Another advantage of attachment is that those who feel deeply about another person see them positively: more intelligent, more beautiful. And even their mistakes are less annoying. These positive illusions about your partner have the positive effect of eliminating competition. No one can compare to that radiant person. So keep your rose-colored glasses on and you’ll have a happier relationship than those who constantly put their partner through a reality stress test.
But what makes a person radiant in your eyes? Popular wisdom has two theories: ‘opposites attract’ and ‘birds of different feathers don’t like to mix’. And which one is correct? Science has a clear answer: birds of a feather like to mix and the more similar, the better. A study conducted by Boston University School has shown that couples in satisfying long-term relationships have similar personality structures.

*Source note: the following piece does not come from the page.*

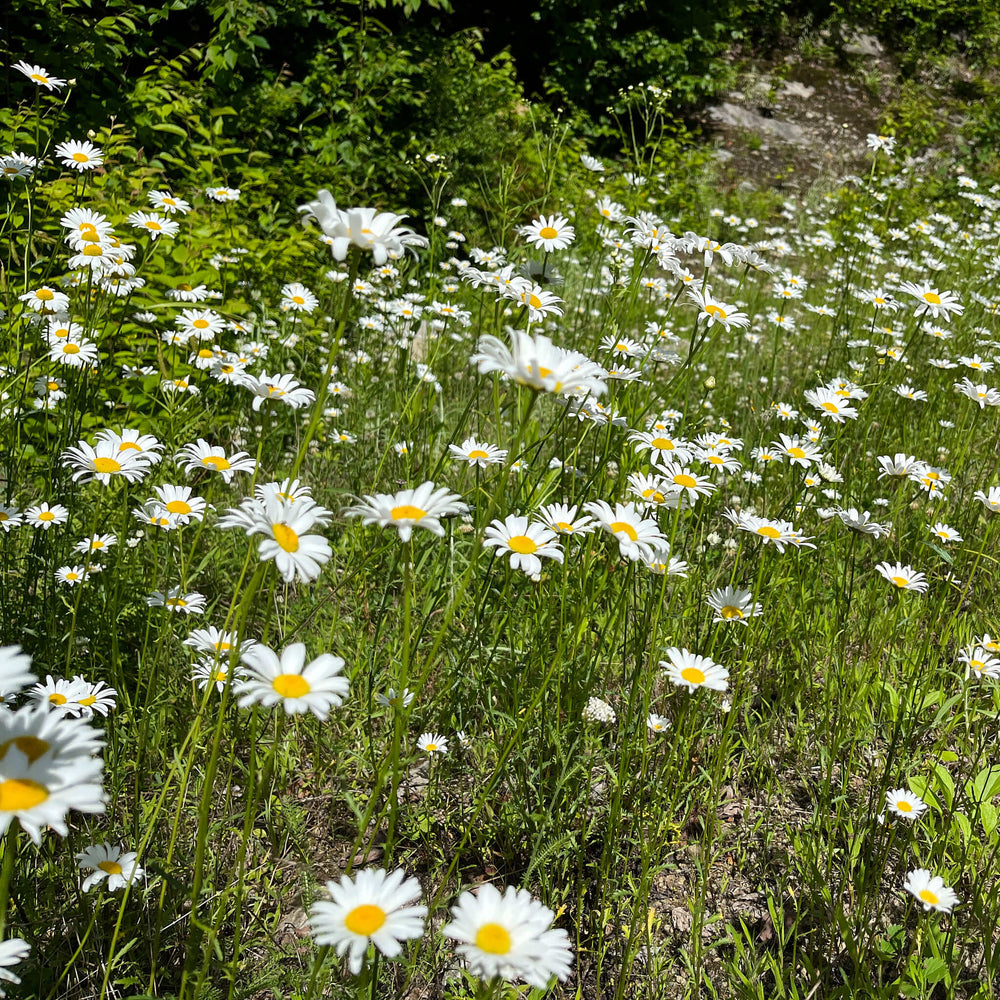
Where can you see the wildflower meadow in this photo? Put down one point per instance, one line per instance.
(589, 594)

If you are both more extroverted, it doesn’t matter how strong the extroversion is: what matters is that they follow the same pattern.

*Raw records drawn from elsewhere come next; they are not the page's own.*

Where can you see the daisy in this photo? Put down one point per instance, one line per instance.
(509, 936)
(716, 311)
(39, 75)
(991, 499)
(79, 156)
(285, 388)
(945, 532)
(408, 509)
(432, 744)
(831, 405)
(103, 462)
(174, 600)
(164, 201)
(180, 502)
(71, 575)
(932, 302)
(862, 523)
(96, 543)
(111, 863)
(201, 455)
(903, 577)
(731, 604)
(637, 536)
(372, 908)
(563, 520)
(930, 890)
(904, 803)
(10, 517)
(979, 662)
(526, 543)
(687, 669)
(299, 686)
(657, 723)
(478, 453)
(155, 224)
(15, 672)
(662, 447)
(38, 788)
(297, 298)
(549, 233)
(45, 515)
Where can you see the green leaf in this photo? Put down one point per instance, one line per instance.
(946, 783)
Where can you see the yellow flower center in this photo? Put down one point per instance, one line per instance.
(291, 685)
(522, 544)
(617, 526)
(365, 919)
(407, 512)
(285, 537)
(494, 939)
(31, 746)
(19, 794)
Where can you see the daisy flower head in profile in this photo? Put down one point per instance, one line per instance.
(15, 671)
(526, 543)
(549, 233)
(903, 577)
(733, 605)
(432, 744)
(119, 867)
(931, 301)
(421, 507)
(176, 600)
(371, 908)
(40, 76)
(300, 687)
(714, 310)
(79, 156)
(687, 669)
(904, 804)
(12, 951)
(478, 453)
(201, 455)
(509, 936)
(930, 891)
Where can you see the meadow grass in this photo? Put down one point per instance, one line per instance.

The attraction of similarity applies especially strongly to our values. The closer partners are to their core beliefs, the more likely their relationship will last. The desire for similarity is so strong that in the first phase of a relationship, people change their opinions to adapt to that of their partner. In any case, the important thing is that the lovers are convinced that they are similar. Caution: if you notice at any time that your partner has a different attitude, don’t make the mistake of pressuring him to change. Studies show that this only makes you less attractive.
For its part, attribution theory reveals a secret about how couples function: this theory of social psychology analyzes the characteristics that one attributes to themselves and to the other. An example: neither of them has emptied the dishwasher. If partners interpret this to mean that they are both overworked, then that is good for the relationship. But if one of you thinks the other is lazy, that’s a nail in the coffin.